Later, I began to think about the assessment I had offered.  Given the amount of time and effort I have spent learning how to talk and write about books, the assessment was uncharacteristic.  I was just as prepared to tell my friend that the book’s narrative structure didn’t quite work for me, or that I found the narrator (it was a memoir) unreliable.  Instead of telling her what I thought, however, I told her how I felt.  The former is what you do in graduate school; the latter is what you learn not to do in graduate school.  If you absolutely must tell someone that you loved a book or an article, make it a peer and not a professor. Or at least be prepared to cite page numbers and passages.

When I started thinking about the dichotomy of evaluation–what I think versus how I feel–I was surprised that I had neither considered it, nor the circumstances that dictate the particular way I read and respond to a book, before.  Whether I’m reading an academic tome or a novel, as an assignment or for pleasure, I read in very much the same manner: actively.  Books read or re-read after a certain point in my life inevitably bear scribbles in the margins, page corners turned down, and hastily stuck Post-it notes.  The book in question had all of the above. Despite considering it an assignment (book club books are chosen for me, and I am expected–in my current book club, at least–to have completed the reading and have something to say about it) and thus worthy of my well-trained discernment, I instead declared the author unfriendable.
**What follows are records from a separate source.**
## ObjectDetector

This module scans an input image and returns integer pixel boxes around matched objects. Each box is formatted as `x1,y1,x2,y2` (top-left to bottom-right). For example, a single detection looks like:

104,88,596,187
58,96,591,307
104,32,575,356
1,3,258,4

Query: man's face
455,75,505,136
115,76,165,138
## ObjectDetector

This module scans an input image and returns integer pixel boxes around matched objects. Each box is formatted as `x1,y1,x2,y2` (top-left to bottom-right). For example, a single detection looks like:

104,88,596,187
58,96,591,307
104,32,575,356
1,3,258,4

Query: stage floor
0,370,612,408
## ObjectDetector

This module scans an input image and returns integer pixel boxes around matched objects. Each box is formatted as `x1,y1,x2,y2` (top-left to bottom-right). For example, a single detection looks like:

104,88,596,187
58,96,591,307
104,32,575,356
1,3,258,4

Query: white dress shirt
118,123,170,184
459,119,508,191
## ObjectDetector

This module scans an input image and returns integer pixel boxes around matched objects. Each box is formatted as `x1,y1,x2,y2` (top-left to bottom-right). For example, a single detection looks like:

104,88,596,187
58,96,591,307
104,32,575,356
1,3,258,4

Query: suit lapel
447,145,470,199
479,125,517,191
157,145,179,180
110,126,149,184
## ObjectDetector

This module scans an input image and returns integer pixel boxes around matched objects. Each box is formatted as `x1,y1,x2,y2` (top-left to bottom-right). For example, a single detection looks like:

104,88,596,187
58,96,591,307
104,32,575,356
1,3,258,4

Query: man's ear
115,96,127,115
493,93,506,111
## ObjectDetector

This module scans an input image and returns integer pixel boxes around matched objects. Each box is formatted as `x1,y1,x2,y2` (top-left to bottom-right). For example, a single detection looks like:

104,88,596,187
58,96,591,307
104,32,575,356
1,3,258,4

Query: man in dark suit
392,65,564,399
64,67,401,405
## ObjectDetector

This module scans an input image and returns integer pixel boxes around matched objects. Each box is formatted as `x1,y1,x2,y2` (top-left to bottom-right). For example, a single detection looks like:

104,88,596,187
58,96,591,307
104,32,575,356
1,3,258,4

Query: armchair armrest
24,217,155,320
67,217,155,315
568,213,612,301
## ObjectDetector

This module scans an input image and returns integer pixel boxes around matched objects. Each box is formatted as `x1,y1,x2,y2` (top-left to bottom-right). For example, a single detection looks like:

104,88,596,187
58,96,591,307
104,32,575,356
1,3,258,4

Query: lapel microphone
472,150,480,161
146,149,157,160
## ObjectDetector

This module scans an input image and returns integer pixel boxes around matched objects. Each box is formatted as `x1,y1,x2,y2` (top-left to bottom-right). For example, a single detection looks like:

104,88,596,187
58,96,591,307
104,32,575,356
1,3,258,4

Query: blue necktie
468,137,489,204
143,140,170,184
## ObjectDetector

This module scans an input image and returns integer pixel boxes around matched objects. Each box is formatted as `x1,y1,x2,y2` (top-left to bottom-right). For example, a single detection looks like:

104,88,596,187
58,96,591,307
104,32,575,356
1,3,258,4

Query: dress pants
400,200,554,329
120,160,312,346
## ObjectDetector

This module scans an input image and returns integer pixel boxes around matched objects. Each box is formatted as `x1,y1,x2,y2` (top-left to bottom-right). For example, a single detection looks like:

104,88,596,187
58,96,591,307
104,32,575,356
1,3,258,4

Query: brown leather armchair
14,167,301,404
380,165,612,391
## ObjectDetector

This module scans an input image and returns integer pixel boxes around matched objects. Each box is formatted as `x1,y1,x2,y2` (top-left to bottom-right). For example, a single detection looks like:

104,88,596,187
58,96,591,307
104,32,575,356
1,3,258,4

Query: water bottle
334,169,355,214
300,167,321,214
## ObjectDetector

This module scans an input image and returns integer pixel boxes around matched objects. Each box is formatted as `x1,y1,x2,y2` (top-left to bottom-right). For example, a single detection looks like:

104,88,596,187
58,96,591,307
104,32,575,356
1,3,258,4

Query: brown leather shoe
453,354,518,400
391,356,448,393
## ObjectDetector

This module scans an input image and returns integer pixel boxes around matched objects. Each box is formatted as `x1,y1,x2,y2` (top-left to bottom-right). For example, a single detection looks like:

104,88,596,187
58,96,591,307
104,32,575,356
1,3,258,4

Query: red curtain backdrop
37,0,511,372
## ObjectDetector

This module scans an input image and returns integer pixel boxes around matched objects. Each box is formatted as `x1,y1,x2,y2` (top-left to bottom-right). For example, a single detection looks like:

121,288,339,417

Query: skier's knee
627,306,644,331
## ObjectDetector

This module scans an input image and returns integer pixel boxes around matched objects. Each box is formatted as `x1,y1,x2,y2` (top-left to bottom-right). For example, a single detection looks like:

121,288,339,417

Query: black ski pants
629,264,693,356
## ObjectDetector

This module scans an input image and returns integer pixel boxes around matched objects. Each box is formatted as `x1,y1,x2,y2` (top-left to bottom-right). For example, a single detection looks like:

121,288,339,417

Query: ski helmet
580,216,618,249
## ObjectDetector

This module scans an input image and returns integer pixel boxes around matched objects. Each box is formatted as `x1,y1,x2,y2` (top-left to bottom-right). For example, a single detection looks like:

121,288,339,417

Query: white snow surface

It must have been sitting down with a group of like-minded women whose company I enjoy. It must have been the snacks.  It must have been the wine.  Yet all of these factors have figured prominently in highly enjoyable discussions I’ve shared with fellow academics, too.  Maybe it was these particular friends.  Maybe I’ve always secretly yearned to be friends with the authors I read.  Maybe I just felt comfortable.